All four of Michigan’s losses have come in opposing Big Ten arenas, and for a stretch it looked like a repeat of the same old story. Fortunately, the Maize and Blue was able to overcome some challenges to take down Maryland, keeping pace near the top of the conference standings.
It was not quite the same as the first time the two squads met, with both offenses improving since the duel in Ann Arbor. Though the Wolverines are likely not too happy to allow 1.07 PPP, the defense did just enough to earn a tough road win against a ranked opponent.
Willing the team to victory
The Michigan offense was frustrating for much the afternoon, struggling to find its rhythm for large stretches. Poor shots were blocked six times, and it seemed like the shot clock was always in single digits without much movement or plan. Somehow, the Wolverines still managed 1.19 PPP and on a 49.1 percent eFG against the Terps.
This is almost single-handedly due to the duo of Ignas Brazdeikis and Zavier Simpson. Brazdeikis was outstanding in front of a hostile crowd, willing to take it to the hoop and take charge when his teammates would not. The freshman led with 21 points and was the recipient of a few sharp Simpson passes, as the point guard tallied 10 assists in total.
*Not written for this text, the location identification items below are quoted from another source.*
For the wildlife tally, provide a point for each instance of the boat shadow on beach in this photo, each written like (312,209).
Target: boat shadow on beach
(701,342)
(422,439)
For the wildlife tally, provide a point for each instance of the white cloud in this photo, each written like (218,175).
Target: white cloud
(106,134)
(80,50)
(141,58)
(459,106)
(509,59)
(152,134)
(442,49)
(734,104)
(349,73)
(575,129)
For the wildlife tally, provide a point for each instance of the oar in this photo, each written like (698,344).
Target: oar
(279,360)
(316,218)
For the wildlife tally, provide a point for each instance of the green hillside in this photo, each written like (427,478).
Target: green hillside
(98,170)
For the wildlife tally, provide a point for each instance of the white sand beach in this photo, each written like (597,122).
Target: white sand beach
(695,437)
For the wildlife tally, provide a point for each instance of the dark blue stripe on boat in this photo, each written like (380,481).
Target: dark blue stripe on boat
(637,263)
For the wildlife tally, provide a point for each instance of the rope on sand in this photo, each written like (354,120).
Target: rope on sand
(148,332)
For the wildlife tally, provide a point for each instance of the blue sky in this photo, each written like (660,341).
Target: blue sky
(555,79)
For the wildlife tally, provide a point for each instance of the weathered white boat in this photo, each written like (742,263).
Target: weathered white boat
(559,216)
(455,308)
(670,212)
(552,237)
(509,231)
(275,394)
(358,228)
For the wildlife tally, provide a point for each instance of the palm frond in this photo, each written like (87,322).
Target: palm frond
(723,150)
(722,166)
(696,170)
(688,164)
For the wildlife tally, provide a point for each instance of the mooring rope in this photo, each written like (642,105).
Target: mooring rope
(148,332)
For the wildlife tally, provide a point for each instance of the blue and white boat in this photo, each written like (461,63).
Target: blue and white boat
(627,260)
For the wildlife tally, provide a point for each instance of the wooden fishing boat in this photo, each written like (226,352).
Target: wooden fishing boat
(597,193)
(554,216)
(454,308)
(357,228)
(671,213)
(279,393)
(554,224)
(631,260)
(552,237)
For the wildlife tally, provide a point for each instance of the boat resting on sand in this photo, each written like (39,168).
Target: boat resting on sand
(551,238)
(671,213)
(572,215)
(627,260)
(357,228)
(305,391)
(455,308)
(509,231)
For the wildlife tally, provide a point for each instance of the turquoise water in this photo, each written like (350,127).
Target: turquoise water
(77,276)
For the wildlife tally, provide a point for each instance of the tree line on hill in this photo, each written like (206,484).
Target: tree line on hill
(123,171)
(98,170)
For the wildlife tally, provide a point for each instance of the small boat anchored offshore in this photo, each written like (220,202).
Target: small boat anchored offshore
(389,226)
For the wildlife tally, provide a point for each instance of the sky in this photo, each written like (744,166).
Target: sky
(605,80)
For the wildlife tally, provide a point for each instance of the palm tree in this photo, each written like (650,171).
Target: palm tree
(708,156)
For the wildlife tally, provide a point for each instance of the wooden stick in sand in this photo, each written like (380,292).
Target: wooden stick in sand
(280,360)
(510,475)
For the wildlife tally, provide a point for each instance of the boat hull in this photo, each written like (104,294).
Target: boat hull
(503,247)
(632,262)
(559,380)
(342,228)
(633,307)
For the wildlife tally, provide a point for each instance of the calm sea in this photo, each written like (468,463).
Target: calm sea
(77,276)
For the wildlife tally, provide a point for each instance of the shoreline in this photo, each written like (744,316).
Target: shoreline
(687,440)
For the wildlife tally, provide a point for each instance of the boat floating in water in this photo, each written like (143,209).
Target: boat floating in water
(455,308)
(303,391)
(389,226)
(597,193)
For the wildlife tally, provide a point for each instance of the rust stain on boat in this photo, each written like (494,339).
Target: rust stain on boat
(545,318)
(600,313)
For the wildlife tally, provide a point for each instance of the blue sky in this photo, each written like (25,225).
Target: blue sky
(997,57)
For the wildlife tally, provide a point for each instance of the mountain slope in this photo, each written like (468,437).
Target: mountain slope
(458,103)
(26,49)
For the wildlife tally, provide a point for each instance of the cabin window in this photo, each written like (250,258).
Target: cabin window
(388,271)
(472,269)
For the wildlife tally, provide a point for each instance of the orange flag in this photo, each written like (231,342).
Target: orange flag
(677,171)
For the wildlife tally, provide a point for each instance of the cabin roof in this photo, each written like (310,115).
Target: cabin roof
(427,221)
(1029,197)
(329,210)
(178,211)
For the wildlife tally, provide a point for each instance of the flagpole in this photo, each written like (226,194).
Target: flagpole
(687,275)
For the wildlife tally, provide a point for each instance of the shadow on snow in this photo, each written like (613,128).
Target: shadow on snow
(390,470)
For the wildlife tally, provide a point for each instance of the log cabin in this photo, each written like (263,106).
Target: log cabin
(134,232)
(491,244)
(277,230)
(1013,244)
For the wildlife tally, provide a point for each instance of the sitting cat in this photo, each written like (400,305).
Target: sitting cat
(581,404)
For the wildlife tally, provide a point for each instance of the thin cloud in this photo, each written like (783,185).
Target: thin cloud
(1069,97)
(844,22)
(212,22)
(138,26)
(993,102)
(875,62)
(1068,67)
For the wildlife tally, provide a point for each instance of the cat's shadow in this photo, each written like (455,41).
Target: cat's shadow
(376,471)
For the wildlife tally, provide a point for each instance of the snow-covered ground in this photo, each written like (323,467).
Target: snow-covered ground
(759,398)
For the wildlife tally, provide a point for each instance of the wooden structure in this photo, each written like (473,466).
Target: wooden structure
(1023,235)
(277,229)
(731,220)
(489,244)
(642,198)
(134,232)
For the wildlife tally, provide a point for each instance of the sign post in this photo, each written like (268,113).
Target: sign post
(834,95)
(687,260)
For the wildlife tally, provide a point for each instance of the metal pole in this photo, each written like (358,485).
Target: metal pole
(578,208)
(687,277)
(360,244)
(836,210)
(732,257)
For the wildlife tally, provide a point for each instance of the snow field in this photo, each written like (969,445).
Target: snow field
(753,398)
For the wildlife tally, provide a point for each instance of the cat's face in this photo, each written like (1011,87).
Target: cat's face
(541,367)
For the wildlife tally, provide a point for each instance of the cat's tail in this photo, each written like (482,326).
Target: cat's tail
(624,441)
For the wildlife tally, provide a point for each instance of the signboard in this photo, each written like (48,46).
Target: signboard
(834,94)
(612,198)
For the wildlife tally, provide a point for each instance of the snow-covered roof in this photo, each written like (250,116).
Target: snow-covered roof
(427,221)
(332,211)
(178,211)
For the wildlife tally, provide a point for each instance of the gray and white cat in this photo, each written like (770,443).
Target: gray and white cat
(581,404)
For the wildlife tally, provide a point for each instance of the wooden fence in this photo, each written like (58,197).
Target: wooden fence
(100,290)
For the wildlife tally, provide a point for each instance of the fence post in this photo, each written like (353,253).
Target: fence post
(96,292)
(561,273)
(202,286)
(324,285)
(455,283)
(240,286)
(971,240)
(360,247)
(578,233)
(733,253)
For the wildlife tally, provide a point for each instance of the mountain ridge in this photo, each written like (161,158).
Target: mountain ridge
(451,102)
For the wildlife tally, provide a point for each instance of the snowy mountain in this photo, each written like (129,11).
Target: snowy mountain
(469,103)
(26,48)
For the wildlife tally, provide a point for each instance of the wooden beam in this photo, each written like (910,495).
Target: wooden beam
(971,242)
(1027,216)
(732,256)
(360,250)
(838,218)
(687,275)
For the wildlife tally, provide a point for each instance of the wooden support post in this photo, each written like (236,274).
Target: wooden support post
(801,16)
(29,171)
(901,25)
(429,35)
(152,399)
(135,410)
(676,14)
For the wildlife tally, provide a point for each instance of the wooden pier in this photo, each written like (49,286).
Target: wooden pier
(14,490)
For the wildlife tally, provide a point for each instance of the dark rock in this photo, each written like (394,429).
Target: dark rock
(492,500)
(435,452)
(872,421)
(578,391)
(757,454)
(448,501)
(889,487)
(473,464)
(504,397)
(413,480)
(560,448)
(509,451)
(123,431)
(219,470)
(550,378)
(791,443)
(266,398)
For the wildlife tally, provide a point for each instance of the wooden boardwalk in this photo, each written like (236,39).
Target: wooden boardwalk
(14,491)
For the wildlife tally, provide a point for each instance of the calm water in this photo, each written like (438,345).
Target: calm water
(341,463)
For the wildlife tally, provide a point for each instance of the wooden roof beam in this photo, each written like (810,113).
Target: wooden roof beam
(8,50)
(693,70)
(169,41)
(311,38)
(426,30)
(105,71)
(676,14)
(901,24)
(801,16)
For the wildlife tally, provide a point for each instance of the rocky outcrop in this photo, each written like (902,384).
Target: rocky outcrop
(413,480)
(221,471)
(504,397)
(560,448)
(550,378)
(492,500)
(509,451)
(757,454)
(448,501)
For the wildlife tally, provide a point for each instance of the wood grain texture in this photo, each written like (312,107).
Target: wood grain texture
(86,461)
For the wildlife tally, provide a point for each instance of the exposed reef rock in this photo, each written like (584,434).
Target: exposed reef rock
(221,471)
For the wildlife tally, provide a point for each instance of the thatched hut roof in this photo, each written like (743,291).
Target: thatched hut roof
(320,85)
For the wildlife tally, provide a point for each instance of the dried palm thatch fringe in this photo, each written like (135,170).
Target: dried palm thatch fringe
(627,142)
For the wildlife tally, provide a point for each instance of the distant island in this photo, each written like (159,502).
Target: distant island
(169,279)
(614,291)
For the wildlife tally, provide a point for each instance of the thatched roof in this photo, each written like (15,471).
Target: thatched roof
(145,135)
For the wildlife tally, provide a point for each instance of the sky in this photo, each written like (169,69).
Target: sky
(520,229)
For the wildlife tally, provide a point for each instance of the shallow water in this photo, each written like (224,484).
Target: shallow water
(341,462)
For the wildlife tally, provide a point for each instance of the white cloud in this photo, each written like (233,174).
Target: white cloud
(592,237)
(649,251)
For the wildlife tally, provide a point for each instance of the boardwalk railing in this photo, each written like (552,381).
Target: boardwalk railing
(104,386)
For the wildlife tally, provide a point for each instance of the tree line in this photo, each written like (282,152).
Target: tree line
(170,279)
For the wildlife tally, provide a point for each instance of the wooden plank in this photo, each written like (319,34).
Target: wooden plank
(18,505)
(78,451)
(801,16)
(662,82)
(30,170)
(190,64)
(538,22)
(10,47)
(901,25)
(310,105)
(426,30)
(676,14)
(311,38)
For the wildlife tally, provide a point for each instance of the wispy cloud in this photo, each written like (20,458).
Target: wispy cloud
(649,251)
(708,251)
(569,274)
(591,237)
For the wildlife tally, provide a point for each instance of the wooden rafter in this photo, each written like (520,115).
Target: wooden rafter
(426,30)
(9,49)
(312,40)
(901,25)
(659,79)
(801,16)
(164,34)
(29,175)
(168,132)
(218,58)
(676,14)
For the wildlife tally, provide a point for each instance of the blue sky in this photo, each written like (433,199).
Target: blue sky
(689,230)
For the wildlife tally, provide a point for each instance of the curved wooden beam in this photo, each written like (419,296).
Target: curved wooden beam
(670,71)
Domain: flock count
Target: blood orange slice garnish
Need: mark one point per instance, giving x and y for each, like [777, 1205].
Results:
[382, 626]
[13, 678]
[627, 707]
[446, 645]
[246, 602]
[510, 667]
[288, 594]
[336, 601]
Everyone — for good reason — is talking about Simpson’s incredible hook shots, but their value is in more than just the spectacle. His ability to take on opposing big men and neutralize them with his creativity is a huge asset when the rest of the offense feels stuck and is getting their shots blocked. Simpson does not need to drop 20 points a game, but his impact is immeasurable, as demonstrated by his absence with foul trouble early in the second half. Michigan was lucky to stay in the game with Simpson (and therefore the offense) sitting on the bench.
Guard the paint
In addition to causing some issues on offense, one common thread in Michigan’s season has been a struggle to deal with size on defense. Jon Teske has been very solid in conference play, but numerous teams have been able to hammer the paint and cause problems, especially when fouls get involved.
Maryland seemed to have one strategy to score on Sunday and it worked for the most part. The Wolverines were not awful defensively but ceded a ton of points near the basket. This weakness was only exacerbated by poor rebounding. Giving up offensive rebounds has not been the absolute worst for Michigan this year, but it has shown up on multiple occasions. After playing 25 seconds of solid defense, it is always frustrating to give up an easy putback, and it has happened too many times this year.
One to go
Michigan has a shot at a conference title, but at this point it seems unlikely. The most important thing is preparing for the postseason, which will bring a lot of different elements to the table. Offensively, the Wolverines are pretty well defined at this point. A healthy Charles Matthews would be helpful in terms of driving to the basket, but his return is not guaranteed. The hope is that everyone can be smarter with their shot selection in March, but that may be too much to ask.
The rematch in East Lansing will be curious from a strategy standpoint. Michigan got lit up in Ann Arbor and looked helpless defensively at times. However, this is the quality of opponent the Wolverines are hoping to face in the Tournament, and there is no hiding at this point of the season. The level of play needs to step up, starting now.